El maestro inició la lúgubre colecta, manos nerviosas dejaban caer la limosna tratando al mismo tiempo de ocultar el óbolo, una lenta procesión, un continuo sonar a hueco de la caja, pensé en los cuatro hombres, allí, en la sacristía, rodeados de exvotos, pies, corazones y demás vísceras de cera recordándoles la proximidad de la muerte si no intercedía un milagro, para su desgracia el rescate no era la especialidad de la Virgen de Dragonte, nosotros podíamos hacer algo más, sí, tenía varias pesetas sueltas y una sábana de quinientas, toda mi fortuna, la veinteava parte de la vida de un hombre, don Pancracio agitó el cepillo reclamando mi atención, por un segundo pensé lo peor, en soltar la calderilla, ademán cobarde, miserable, fue un solo segundo, por mí no iba a quedar, me quedé sin cinco, siguió el maestro el itinerario y por primera vez desde que comenzó el encierro sentí un ligero alivio en mi conciencia, si hubiera cundido la generosidad a lo mejor alcanzábamos el precio de un hombre, me descorazonó el susurro de un comentario.

– No saca ni para tabaco, ya lo verás.

– Ya. Somos pobres pero roñas.

Cuando dejó el cepillo sobre la mesa auxiliar, sopesándolo con cierto desánimo, una viejecita de pelo blanco, desde la primera fila, le chistó a don Pancracio.

– Dígale si podemos rezar el rosario.

Charlot se enfureció.

– Pero bueno, ¿qué se han creído que es esto?

– No es mala idea, nos tranquilizaría los nervios.

Se iba a cumplir la media hora, Genadio lo comprobó en su reloj de plata con iniciales de otro dueño, no corría ningún riesgo, al contrario, el rumor de la cantinela daría una mayor naturalidad a la iglesia que aquel ominoso silencio en el que destacaba la llantina de un niño de meses, a la madre se le había cortado la leche y no sabía qué hacer para calmarlo.

– Tiene razón la abuela, pueden rezar.

– Misterios dolorosos del Santísimo Rosario, primer misterio, oración y agonía de nuestro Señor Jesucristo en el huerto. Padre Nuestro que estás en los Cielos…

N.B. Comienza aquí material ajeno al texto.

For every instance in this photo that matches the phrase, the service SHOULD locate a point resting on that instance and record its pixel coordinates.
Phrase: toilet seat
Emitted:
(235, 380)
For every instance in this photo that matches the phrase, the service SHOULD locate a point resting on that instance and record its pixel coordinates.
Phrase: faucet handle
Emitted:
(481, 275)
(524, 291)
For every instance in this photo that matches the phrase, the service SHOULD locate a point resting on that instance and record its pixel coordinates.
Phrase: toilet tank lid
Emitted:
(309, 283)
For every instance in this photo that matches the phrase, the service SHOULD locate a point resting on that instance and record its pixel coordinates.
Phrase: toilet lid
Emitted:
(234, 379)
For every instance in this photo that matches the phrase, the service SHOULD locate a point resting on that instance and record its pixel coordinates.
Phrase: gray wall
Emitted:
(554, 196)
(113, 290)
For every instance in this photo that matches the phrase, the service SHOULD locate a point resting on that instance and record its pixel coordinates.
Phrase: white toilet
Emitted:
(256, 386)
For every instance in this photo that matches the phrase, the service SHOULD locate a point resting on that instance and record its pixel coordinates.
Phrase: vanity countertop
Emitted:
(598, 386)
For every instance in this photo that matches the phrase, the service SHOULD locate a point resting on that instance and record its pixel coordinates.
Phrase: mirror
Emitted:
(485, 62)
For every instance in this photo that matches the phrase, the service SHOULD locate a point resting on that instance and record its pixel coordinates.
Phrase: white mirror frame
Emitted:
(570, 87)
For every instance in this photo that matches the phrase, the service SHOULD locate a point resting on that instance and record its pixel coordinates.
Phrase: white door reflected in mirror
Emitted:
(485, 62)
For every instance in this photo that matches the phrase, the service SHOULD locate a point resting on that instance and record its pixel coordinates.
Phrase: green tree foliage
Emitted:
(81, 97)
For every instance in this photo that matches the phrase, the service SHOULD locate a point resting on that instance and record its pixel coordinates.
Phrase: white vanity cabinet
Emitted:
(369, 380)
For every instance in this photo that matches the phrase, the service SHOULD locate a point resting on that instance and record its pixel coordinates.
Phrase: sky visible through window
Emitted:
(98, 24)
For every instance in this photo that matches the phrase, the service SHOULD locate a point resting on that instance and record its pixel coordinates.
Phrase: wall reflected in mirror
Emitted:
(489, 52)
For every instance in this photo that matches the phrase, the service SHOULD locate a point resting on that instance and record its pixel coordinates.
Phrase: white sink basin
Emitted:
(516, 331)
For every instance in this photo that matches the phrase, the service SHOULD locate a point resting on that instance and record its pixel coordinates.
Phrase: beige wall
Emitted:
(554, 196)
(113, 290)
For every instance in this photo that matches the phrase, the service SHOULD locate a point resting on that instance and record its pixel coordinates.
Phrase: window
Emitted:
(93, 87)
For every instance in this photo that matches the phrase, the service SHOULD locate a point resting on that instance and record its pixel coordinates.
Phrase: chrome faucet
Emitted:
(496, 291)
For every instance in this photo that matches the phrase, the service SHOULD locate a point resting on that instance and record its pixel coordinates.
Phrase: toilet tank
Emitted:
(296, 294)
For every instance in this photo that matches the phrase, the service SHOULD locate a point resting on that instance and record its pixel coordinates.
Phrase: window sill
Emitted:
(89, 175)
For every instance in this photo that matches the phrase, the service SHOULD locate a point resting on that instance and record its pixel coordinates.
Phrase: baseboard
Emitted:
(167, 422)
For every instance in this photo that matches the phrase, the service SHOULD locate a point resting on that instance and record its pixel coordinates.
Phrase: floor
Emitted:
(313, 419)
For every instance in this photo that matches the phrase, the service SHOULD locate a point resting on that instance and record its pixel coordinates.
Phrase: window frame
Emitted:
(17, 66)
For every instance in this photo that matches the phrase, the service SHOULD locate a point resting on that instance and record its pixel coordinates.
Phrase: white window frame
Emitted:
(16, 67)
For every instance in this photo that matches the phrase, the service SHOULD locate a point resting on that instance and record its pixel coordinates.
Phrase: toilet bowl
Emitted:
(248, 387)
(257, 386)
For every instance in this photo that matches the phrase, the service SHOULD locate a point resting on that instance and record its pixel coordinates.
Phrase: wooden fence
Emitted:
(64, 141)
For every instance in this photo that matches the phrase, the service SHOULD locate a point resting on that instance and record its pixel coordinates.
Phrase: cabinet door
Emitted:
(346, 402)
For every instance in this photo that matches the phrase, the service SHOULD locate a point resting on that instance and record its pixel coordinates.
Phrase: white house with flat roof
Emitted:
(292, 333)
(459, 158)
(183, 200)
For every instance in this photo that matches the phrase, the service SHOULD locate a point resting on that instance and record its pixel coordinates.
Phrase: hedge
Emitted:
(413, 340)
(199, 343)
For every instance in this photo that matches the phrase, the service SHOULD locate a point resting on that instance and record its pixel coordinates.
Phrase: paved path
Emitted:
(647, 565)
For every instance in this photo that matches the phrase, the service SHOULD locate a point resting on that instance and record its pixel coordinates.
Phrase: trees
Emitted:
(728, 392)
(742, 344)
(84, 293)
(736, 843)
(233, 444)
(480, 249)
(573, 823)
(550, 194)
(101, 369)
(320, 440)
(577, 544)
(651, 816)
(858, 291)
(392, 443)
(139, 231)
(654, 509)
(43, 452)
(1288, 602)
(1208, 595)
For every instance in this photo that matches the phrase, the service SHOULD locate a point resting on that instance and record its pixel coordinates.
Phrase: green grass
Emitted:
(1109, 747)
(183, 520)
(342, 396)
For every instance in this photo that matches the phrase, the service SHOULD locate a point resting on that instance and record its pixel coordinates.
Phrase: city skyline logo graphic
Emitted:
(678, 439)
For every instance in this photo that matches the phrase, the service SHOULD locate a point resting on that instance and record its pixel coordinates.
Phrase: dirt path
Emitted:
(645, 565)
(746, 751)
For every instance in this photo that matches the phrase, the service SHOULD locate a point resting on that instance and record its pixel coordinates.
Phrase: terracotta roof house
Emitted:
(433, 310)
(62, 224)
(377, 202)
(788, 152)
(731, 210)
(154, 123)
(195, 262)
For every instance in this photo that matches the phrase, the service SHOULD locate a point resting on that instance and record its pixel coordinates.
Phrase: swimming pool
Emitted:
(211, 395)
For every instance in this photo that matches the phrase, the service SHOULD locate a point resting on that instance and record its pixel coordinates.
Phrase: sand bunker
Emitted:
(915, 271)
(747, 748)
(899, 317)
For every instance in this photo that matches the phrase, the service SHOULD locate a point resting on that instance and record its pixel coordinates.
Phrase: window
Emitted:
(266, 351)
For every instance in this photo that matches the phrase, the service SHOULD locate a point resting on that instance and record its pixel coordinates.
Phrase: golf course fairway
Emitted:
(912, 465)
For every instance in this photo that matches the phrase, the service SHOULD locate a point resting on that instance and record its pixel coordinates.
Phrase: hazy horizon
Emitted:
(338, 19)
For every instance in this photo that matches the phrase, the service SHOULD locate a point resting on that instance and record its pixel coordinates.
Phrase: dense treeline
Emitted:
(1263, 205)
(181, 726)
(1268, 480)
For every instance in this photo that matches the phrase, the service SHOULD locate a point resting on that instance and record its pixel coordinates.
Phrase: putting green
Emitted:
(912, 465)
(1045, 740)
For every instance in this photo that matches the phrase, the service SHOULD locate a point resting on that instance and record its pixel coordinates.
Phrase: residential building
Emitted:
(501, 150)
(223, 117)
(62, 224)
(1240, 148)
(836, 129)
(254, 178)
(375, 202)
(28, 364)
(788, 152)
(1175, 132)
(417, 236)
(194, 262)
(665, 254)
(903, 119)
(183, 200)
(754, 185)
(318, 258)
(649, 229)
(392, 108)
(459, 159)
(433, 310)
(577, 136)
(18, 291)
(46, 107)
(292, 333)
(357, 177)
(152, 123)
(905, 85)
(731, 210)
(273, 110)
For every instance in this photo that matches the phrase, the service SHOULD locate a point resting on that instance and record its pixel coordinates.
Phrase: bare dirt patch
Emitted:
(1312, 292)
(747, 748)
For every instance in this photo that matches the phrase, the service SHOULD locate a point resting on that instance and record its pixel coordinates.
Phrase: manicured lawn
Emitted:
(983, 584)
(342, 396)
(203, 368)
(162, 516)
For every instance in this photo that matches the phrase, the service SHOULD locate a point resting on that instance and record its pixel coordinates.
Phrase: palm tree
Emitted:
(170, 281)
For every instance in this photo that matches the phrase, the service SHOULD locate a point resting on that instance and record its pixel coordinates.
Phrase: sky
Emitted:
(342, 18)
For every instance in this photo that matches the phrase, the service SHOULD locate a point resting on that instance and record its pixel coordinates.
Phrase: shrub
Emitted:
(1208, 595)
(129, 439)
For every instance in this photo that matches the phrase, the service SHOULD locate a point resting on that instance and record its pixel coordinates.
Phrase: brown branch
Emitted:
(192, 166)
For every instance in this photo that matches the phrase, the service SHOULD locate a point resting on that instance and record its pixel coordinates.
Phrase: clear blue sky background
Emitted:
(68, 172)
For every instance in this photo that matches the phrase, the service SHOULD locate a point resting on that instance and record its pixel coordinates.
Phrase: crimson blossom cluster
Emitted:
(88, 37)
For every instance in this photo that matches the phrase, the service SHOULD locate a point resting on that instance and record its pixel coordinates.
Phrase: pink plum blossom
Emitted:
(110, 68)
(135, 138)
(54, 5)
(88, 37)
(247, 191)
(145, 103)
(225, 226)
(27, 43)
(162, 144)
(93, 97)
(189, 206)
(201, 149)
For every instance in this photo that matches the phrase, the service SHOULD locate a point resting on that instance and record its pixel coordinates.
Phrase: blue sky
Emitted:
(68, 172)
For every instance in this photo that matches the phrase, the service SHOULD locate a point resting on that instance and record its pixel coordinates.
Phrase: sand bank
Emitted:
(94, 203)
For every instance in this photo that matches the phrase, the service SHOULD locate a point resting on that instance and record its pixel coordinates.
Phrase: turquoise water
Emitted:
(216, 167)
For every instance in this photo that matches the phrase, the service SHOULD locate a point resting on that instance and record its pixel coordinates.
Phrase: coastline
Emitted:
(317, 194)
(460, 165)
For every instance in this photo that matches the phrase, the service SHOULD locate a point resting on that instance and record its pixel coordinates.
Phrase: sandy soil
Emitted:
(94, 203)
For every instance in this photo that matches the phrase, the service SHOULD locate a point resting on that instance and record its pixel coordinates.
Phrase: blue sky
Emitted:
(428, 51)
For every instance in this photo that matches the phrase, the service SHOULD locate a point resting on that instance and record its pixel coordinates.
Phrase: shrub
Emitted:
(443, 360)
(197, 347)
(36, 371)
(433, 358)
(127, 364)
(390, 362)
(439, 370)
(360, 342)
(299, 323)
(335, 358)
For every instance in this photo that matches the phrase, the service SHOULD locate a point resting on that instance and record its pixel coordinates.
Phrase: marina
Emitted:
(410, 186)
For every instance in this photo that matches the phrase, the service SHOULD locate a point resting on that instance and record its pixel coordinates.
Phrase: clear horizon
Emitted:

Dios te salve María, Dios te salve, te salve, salve, la cadencia monótona de la oración, repetitiva, tenía un efecto hipnótico en el que resultaba placentero abandonarse, no se pensaba en otras cosas, Dios te salve, hasta los hombres respondían sumisos la palabra salve sin recapacitar en el significado de la misma, tan gastada, simple música de percusión, un refugio mental.

– ¡Silencio!

Se levantó Genadio, no se sabe si porque la media hora había cumplido o por alguna señal a nuestras espaldas que no pudimos observar, el caso es que se abrió la hoja menor de la puerta grande y entraron las esperadas mujeres, el rostro tan descompuesto que de encontrarlas así al anochecer, en el bosque, hubieran ahuyentado al más audaz de los violadores, lo supimos nada más verlas, malas noticias, no habían reunido el dinero, se postraron en los escalones del altar a los pies de Charlot, ajenas al cadáver del párroco, el charco de su sangre ya coagulado, cada una argumentando su exiguo fajo de pesetas, quitándose la palabra la una a la otra.

– No tengo más, no pueden prestarme más.

– A mi Rubino, salva a mi Rubino.

– Calma, calma, a ver cuánto suma lo de las cuatro. Usted, don Pancracio, cuente mientras lo del cepillo.

No había mucho que contar, la espera se hizo nerviosa como en la lotería de Navidad cuando por la radio se espera la salida del gordo, hasta sonaron las cifras con la misma voz de los niños huérfanos de San Idelfonso.